“You
can if you think you can” sebuah djargon yang mengandung filosofis bahwa
optimis merupakan salah satu jalan yang harus dicapai untuk bertemu dengan
suatu kata, yaitu “Win”. Namun walaupun demikian, itu barulah satu jalan, masih
banyak jalan-jalan lain yang menanti untuk dilalaui apabila kita ingin bertemu
dengan “Win”. Tidak cukup dengan optimis saja kita bias bertemu dengan “Win”. Karena
apabila dengan optimis saja bias mencapai apa yang diharapkan, nantinya tidak
ada yang berorientasi pada amalan yang sungguh-sungguh, hanya sibuk
berharap,berharap, dan berharap, tanpa ada realisasi amalan, sehingga bukan
“Win yang dicapai, tetapi “Nol” yang didapatkan.
Perlu diingat juga
–karena penulis yakin kita sudah mengetahui--bahwa suatu nikmat dan kemenangan
tidak bisa diukur hanya dilihat dari hasil akhirnya saja. Akan tetapi “proses”

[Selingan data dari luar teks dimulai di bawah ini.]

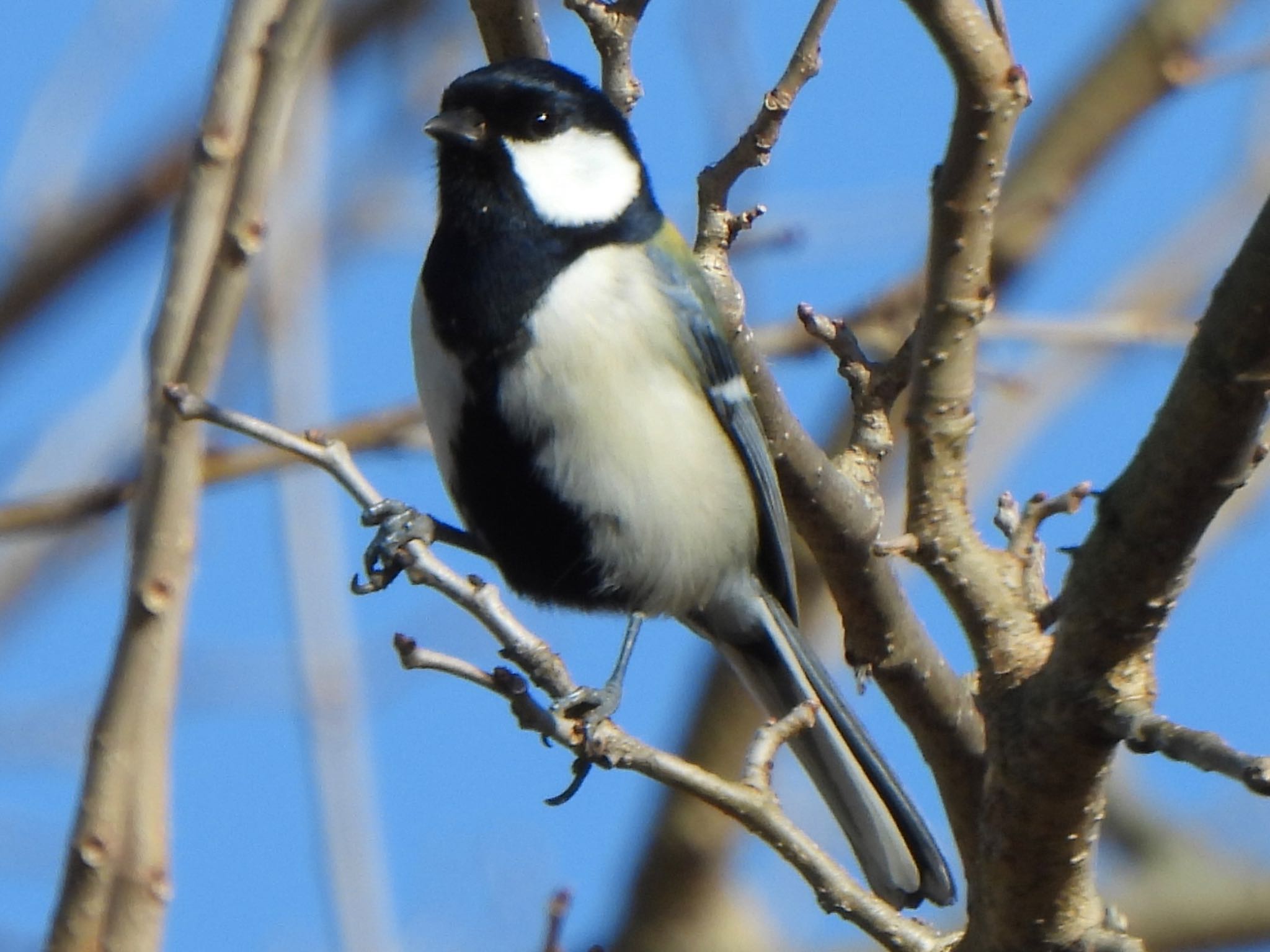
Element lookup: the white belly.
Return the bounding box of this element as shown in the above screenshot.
[492,245,758,614]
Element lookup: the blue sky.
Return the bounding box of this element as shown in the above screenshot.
[0,0,1270,952]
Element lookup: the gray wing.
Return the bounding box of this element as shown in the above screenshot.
[649,244,797,625]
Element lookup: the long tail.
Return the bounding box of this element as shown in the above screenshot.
[709,593,956,909]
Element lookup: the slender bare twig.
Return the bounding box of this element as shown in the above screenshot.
[696,0,837,257]
[564,0,649,115]
[469,0,551,62]
[1120,710,1270,797]
[755,310,1195,359]
[48,0,321,952]
[169,387,946,952]
[542,890,573,952]
[696,2,983,858]
[0,406,428,536]
[907,2,1035,676]
[0,0,430,342]
[742,700,819,797]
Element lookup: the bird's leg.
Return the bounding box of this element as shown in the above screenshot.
[352,499,437,596]
[553,612,644,725]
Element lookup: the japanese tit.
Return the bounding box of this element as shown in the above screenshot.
[413,60,954,907]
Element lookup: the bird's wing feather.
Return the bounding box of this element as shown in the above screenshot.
[647,222,797,624]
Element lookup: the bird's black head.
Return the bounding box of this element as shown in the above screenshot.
[424,60,655,234]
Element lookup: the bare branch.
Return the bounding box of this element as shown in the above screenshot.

merupakan hal yang paling urgent untuk menilai suatu kemenangan. Di dalam
“proses” inilah kita justru akan merasakan manis pahitnya perjuangan, sehigga
kita akan lebih bisa menikmati kemenangan itu ketika tiba waktunya. Dan sudah
kita kenal juga istilah bahwa “Hidup adalah untuk berproses”. Tentunya dalam
rangka menjadi pribadi Islam yang sebenar-benarnya, yang berorientasi pada
akhirat tanpa melupakan kehidupan dunia ( Lihat Q.S Al-Qashas:77), pasti harus
melalui proses kehidupan tidak mudah, rumit,dan berliku-liku. Karena dalam
proses kehidupan, Allah pasti akan memberikan ujian kepada hamba-Nya yang
beriman. Dan seseorang tidak bisa menyangka bahwa dirinya beriman sebelum dia
diuji oleh Allah dengan ujian yang tidak mudah, akan tetapi juga tidak melampai
batas kemampuan kita.
Di dalam suatu
proses kehidupan yang mempunyai satu motif untuk mencapai “Win”, harus ada
kebiasaan-kebiasaan baik yang tertanam pada diri seseorang. Kebiasaan merupakan
perbuatan-perbuatan yang sifatnya spontan untuk dikerjakan oleh manusia,
manusia tidak perlu berfikir panjang dan menimbang-nimbang untuk melakukan
pekerjaan tersebut. Manusia juga tidak merasa sulit dan terbebani untuk
mengerjakan kebiasaan tersebut, karena sudah tertanam di benak mereka. Nah,
mengerjakan kebiasaan memang tidak sulit, akan tetapi menanamkan kebiasaan baik
itulah yang memerlukan usaha keras, tidak mudah dan, dan perlu keuletan. Untuk
menanamkan kebiasaan baik –karena kebiasaan yang buruk tidak perlu ditanamkan--
kadang juga memerlukan paksaan yang
diberlakukan pada diri sendiri, orang-orang terdekat, anak didik, dan umat. Karena
kata “paksaan” itu kadang berkonotasi negatif, maka perlu penulis jelaskan
bahwan yang dimaksud paksaan disini adalah paksaan yang murni diniatkan untuk
mencapai hal-hal yang baik, tidak ada unsur kedzoliman dan pelanggaran HAM di
dalamnya, hanya untuk usaha dalam rangka mencapai titik optimum keberhasilan.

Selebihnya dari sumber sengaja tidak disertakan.